Imagine a view of gently, wooded hills and fields and your eyes gazing across a stretch of sea to the thread of gold that is Murvagh beach and beyond into the blue of the distant Sligo mountains. Imagine a track, a boreen leading down through an ancient hazel wood and the sound of a small stream running at your side and spilling over black rocks – a waterfall shining in the green.
Imagine stopping on this sun-warmed path, stopping and breathing. Breathing in the wonder of this place and breathing out the stress and tension of daily life . . . breathing in, breathing out. Following the way down and as you breath in you smell the sea and the seaweed before you step out onto the stony beach. Waders call and a splash of water could be a fish and a dark smudge could be the head of a seal it’s big brown eyes looking back at you.
Back up the track you see the mottled stones of cottage ruins, the gable ends inviting with their stepped edges like stairways to heaven . . .
You stop again, this is a journey of stopping and breathing and tuning in, you hear the bees, smell the coconut scent of yellow gorse, you hear the thud of a mattock, voices, people chatting in the distance, giving advice, laughing, fingering the soil.
Now imagine blueberries the size of your thumb and biting in to one now, the sweet and sharp taste, the juice on your chin . . . welcome to Blissberry Farm.
Blissberry Farm is a ‘social’ farm, a real farm that extends its purpose and it’s hospitality to people, who have a need to connect, with others, with themselves and with nature. People who seek meaning and purpose for their day, a reason to get up, people in recovery from the stresses and grief of everyday life, people walking away from the loneliness of their homes, people in the act of reconstructing a positive personal and social identity, people re-writing their stories as journeys, journeys to wellbeing.
All of us whether we realise it or not are on this journey and Blissberry Farm offers a route there. It’s easy to wax romantic about the good life, bucolic living, self-suffiency etc … etc … but this is, after all Donegal and reality especially in this part of Ireland will have its say and loudly and bitterly if it wants.
Blissberry Farm isn’t an escape into a dream world, it’s an escape from a dream world (and for some a nightmare) into the reality of nature just as it is, sometimes soft, sometimes hard. A reality that kindly presents us with tasks, jobs, and things that need doing.
Soil to be dug, plants to be watered, weeds to be wed.

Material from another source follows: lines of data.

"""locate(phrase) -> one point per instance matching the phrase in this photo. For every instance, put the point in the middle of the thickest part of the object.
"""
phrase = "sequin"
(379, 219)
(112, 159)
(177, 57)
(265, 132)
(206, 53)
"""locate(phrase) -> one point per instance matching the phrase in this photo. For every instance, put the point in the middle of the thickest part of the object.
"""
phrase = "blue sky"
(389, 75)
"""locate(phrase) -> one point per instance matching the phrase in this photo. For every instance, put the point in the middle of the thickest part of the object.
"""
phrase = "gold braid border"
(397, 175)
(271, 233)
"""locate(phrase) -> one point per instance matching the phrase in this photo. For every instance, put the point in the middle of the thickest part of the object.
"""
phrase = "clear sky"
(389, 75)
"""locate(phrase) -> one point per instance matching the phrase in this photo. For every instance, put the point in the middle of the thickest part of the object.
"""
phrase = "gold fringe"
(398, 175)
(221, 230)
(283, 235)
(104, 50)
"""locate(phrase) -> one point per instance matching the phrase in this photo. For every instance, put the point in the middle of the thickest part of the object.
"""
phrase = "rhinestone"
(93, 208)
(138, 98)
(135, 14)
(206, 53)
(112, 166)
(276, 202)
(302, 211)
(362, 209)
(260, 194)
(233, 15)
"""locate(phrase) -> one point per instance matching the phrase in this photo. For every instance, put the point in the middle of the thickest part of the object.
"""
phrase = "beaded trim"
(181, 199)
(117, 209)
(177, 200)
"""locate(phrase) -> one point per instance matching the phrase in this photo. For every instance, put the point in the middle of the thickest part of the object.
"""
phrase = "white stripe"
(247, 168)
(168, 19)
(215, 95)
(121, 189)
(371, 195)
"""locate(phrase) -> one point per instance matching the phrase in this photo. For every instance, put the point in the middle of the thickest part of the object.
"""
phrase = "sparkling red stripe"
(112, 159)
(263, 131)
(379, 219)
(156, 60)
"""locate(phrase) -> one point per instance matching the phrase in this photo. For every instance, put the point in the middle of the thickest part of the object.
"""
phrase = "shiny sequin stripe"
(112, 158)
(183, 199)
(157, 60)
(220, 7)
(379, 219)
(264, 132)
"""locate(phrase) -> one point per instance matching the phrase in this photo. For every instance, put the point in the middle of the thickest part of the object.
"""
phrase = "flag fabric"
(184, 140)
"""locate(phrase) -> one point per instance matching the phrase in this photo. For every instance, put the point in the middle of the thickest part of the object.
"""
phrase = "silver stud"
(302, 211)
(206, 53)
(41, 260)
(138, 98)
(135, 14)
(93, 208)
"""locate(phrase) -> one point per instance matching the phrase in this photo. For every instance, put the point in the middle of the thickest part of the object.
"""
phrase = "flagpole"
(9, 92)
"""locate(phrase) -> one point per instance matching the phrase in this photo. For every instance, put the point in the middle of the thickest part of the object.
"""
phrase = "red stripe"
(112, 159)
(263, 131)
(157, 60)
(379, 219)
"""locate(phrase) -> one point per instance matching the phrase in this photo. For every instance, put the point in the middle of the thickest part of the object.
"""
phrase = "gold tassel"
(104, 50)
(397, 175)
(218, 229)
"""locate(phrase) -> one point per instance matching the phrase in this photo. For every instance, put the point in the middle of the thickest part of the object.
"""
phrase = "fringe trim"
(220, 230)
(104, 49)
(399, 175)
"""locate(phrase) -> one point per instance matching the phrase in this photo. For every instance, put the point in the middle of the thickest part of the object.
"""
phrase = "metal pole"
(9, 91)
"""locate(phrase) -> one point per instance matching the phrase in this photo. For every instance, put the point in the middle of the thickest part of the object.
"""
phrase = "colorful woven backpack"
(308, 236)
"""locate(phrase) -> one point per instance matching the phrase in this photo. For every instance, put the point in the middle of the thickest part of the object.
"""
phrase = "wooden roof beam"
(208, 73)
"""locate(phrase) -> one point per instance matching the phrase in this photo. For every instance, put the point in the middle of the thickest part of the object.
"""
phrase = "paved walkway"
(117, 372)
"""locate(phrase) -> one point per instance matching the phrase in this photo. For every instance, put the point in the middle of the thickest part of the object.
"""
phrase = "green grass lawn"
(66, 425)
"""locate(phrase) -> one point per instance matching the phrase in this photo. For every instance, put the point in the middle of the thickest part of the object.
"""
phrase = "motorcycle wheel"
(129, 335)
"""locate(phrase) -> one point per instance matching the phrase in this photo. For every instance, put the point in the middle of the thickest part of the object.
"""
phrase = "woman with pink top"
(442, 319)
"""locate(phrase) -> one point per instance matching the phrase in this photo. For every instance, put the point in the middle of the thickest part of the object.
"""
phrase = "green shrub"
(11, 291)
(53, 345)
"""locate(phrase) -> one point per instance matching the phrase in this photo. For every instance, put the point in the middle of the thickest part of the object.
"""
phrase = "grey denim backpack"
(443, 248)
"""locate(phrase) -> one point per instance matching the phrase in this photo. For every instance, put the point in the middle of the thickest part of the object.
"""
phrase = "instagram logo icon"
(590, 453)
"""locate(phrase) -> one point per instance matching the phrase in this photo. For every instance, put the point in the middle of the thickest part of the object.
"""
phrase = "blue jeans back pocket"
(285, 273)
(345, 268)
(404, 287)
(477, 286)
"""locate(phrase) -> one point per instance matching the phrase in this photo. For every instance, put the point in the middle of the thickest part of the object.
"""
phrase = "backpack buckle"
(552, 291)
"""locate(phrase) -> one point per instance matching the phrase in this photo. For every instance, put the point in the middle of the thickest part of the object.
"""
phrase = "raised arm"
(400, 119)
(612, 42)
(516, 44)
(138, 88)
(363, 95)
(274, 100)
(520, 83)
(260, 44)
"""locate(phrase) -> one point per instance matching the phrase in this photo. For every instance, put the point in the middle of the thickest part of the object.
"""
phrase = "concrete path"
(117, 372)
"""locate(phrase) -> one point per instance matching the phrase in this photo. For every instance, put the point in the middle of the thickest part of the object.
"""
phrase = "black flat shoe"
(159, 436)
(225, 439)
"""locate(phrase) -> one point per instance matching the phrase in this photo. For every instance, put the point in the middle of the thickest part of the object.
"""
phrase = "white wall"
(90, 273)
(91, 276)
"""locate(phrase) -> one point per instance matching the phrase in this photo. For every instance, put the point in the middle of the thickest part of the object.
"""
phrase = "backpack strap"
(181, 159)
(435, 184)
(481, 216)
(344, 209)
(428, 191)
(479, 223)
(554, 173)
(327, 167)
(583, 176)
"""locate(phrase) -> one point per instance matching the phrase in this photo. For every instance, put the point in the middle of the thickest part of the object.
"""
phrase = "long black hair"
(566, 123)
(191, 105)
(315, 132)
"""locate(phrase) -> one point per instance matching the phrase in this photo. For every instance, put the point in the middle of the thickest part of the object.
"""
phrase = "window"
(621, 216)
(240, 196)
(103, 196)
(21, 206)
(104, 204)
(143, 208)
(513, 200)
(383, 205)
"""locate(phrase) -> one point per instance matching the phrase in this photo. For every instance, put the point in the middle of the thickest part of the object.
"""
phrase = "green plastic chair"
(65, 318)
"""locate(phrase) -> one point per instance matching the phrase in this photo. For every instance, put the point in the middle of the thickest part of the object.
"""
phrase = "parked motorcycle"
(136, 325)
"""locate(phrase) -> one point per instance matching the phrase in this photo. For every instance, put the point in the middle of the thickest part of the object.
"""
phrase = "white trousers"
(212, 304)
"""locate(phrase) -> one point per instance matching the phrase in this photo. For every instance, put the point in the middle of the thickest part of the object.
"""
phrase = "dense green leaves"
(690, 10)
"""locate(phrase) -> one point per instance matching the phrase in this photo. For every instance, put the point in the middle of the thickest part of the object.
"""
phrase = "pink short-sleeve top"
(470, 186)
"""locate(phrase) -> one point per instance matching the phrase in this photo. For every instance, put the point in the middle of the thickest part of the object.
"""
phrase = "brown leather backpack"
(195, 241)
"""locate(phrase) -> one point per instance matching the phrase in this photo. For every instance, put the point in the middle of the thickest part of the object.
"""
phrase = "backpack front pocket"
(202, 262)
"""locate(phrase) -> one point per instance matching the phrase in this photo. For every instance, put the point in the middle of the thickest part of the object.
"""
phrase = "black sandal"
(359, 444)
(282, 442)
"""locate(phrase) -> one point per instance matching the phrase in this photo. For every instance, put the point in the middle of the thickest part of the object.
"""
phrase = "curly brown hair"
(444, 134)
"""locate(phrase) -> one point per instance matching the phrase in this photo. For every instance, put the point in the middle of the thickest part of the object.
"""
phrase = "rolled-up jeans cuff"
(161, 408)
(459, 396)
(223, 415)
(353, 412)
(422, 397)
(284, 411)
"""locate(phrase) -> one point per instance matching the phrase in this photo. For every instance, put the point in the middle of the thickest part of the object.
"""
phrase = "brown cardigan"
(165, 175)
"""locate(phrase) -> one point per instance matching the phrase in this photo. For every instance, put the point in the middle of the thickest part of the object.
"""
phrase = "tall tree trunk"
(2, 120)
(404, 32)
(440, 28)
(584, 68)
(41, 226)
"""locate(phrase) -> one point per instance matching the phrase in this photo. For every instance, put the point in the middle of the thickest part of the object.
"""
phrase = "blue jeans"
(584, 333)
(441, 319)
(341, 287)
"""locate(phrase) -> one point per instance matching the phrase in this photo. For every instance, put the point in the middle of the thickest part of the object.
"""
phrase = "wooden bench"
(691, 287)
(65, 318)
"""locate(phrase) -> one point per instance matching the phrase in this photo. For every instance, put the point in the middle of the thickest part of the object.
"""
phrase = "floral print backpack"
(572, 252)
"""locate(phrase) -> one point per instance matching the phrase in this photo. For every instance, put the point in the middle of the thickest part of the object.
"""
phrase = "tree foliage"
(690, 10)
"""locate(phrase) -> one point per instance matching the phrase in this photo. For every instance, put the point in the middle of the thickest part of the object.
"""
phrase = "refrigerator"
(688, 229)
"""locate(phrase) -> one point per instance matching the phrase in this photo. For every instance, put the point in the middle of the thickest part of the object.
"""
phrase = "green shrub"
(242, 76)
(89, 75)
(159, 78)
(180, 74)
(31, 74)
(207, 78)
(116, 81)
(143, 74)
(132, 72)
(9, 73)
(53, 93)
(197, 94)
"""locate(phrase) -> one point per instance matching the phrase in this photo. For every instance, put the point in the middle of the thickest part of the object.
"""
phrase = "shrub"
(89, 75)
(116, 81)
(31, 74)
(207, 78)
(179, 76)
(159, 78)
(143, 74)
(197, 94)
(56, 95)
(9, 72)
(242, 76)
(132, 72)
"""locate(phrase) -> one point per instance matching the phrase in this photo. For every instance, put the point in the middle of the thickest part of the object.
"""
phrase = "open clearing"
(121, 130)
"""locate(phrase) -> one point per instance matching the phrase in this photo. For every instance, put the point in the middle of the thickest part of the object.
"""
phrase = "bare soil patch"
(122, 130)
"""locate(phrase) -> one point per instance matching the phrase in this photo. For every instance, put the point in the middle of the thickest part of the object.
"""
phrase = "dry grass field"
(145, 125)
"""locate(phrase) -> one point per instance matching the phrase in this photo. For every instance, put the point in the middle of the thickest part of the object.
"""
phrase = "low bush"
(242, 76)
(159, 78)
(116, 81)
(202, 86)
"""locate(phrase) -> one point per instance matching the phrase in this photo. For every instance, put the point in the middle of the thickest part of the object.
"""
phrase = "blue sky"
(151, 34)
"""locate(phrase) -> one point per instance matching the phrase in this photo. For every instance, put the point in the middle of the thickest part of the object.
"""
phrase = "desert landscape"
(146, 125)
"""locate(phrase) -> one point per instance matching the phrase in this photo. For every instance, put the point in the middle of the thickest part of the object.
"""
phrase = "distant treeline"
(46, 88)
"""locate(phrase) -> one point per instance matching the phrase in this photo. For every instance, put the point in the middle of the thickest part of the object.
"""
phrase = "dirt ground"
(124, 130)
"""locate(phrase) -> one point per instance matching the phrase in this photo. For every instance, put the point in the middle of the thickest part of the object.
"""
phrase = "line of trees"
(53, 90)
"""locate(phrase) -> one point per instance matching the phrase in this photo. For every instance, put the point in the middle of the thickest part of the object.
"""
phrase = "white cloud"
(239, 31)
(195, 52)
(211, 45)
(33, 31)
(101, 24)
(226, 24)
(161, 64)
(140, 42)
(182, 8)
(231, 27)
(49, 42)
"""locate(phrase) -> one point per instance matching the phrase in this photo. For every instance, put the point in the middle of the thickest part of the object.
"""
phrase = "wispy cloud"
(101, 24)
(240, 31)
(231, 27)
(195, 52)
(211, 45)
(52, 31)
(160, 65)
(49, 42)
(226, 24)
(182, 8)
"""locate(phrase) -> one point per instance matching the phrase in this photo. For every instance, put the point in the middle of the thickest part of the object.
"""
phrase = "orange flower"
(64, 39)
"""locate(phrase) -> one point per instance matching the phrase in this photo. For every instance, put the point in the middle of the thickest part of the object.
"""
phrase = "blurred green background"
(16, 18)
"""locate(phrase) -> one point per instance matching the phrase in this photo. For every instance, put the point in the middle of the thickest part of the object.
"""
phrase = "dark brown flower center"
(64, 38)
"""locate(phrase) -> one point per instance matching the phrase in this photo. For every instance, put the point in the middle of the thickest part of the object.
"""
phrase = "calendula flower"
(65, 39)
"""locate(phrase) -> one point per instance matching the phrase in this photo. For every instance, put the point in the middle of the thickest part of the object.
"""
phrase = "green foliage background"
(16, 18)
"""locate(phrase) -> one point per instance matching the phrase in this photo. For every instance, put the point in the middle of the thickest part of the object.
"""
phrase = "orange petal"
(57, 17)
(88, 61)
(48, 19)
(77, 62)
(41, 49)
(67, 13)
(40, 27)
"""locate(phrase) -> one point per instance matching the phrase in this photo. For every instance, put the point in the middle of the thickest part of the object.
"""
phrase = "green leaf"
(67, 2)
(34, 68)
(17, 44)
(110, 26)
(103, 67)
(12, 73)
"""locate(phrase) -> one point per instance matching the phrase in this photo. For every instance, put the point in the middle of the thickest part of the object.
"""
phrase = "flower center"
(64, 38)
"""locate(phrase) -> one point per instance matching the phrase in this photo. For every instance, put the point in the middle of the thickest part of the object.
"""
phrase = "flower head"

Doing what needs to be done is a way of simplifying our lives, we don’t need to think about it, analyse it or fantasize about it we just need to do it, to get out of our heads and into our bodies and what better way to do this than by doing the very things are bodies are designed for; working with nature, as we have done for generations upon generations until somebody turned a tool into a machine and then before we knew it we had the laptop! Not of course that there is anything inherently wrong with these, only like our minds they seem to have taken over and increasingly tend to have the ‘run of us’.
Working the land in whatever way we are able is a way to reclaim those parts of ourselves that our minds took over, to overcome to an extent the tyranny of thinking and to begin to leave our minds behind to become human ‘doings’ and thus eventually human ‘beings’. It is said that the longest journey any of us ever make in life is the journey from the head to the heart, social farming is about that journey, it’s about people harvesting hope in partnership with the land. More than ever every town and country area should have one.
For thousands of years our communities have been built around the land, the land has literally shaped us as individuals and as communities and cultures and it is only relatively recently that that connection has been broken. Research is now telling us that regular, physical contact with the natural world is crucial for our wellbeing.
It’s not complicated. I sit down, I breath in, I breath out. The potatoes need to be dug, I don’t need to wait until I ‘feel’ like doing it, I breath in, I breath out, I pick up the fork, and being careful not to spear any spuds with the tines, I sink the fork into the soft earth . . . and lift.
By Mike Rainsford
HSE Mental Health Promotion and Suicide Prevention Officer
Blissberry Farm is the home of Larry, Winifred and Patrick Masterson.